COLORADO. On achève bien les chevaux

Rappelons cette scène mémorable de ce film légendaire. Un immense champ d’un printemps multicolore qui s’étend à perte de vue et un cheval qui court à vive allure, enjambant haies et collines. À un moment donné, il trébuche et c’est la chute et le drame : la jambe est cassée. L’enfant témoin de la scène arrive, accompagné d’un père effondré puisqu’il savait de science certaine qu’un cheval ne survit jamais à une jambe fracturée.

Son élan pour le large ne permet jamais la guérison. Alors, le père, la mort dans l’âme, pointe son fusil sur le crâne de l’animal et tire la balle fatidique qui met un terme à la souffrance de l’animal.

L’enfant a compris la leçon. Il faut bien achever un cheval car sa dignité ne tolère pas l’humiliation d’affronter des moucherons qui viendraient se nourrir de la gangrène d’une gloire blessée.

Cette « création » de l’agence Jade qui nous écœure est-elle là pour achever un cheval et un imaginaire ? Elle est armée non pas d’un fusil, mais de cette vulgaire boite en métal qui vomit un liquide aussi visqueux que jaunâtre sur la croupe du noble animal. Et ce pauvre cheval qui se cabre, piaffe et qui veut s’emballer et retrouver le large afin de s’éloigner de cette pollution dans laquelle il patauge et qui veut l’éclabousser de toute sa laideur.

Publicité choquante

Cette publicité est profondément choquante. Elle nous heurte dans notre être culturel profond parce qu’elle souille une icône, et outrage le sacré. Le cheval, dans notre imaginaire, est synonyme de gloire, de beauté et d’un élan de liberté.

L’affiche du salon du cheval

Le prophète n’a-t-il pas dit, parlant des chevaux : « Sur leurs dos chevauche une gloire, dans leurs ventres s’abrite un trésor » ? Dans la langue arabe, le terme Jawad signifie aussi bien cheval que « généreux » et les sens s’entrecroisent entre Faris « cavalier » et Faras « pur-sang » et Firassa « perspicacité intuitive ». Il est à noter d’ailleurs que le mot Al hisann est entré dans la langue espagnole Alazane et également en français Alezan. C’est par excellence Al-Hissan qui, en langue arabe, rime avec Al hassan, c’est-à-dire beauté et émerveillement.
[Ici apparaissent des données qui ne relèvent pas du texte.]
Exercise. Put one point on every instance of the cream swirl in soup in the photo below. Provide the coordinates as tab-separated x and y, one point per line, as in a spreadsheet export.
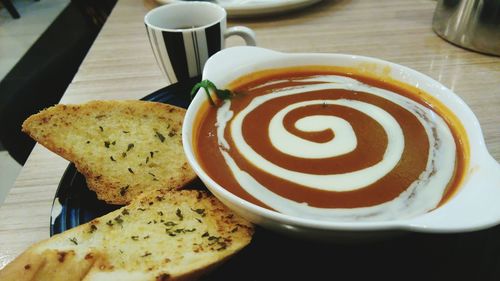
331	147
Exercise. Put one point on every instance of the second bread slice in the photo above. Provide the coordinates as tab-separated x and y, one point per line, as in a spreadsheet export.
123	148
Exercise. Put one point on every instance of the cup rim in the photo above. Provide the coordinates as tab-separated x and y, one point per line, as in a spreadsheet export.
147	20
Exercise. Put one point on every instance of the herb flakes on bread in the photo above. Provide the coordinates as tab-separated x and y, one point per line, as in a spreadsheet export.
162	235
123	148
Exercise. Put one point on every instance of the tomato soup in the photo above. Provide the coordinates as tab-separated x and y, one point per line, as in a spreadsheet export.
319	143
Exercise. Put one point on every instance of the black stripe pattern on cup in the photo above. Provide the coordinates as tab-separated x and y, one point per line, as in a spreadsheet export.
182	54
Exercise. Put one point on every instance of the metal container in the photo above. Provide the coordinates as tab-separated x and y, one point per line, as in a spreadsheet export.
472	24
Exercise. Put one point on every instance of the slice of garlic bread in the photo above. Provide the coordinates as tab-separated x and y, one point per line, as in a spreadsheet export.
162	235
123	148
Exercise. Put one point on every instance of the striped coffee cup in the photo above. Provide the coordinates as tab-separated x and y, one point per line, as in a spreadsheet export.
184	35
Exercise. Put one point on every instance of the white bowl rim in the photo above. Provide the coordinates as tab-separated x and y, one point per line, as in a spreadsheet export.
431	222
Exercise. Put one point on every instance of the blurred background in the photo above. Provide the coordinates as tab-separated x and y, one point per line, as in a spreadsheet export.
42	44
Cette publicité intervient avec fracas pour nous rappeler que tout ce monde est en partance. Cette gloire appartient à l’histoire : que ce cheval, cette force de la nature et toute cette nostalgie qu’il suscite, est littéralement submergé, envahis par la pollution. De cette peinture chimique qui se déverse sur un printemps, un champ de blé devenu aussi cadavérique que cette pâleur jaunâtre qui le submerge.

Koulou et Radeau de la méduse

Cette même publicité, en pulvérisant tant d’images, tant de nostalgie, que nous laisse-t-elle après tant de ravages ? Il reste le mot Colorado qui sonne comme une nuée de corbeaux dans un univers en ruine. Ce mot terrible est constitué de deux syllabes : Koulou et rado. Koulou n’est autre que « manger » cette pollution, vous n’avez qu’à « dévorer » cette fumée pour vous empoisonner avec toutes les conséquences : asthme et allergies. L’autre partie Rado n’est autre que le radeau de la Méduse, c’est le naufrage d’une civilisation.

Pour conclure, disons que cette publicité dans certaines de nos principales artères est là pour heurter profondément nos sensibilités. Voilà pourquoi, chaque fois que nous la voyons, nous détournons notre regard avec dégoût. Parfois sans savoir pourquoi. Mais en scrutant notre inconscient, nous découvrons qu’elle piétine notre sens de l’esthétique tout en insultant l’un de nos symboles les plus chers. Et surtout, parce qu’elle annonce la fin de la poésie et l’inauguration de l’ère du béton armé, de la pollution et de l’indigence intellectuelle : l’ère des « big ideas », big AlKhasser et d’autres big médiocrités.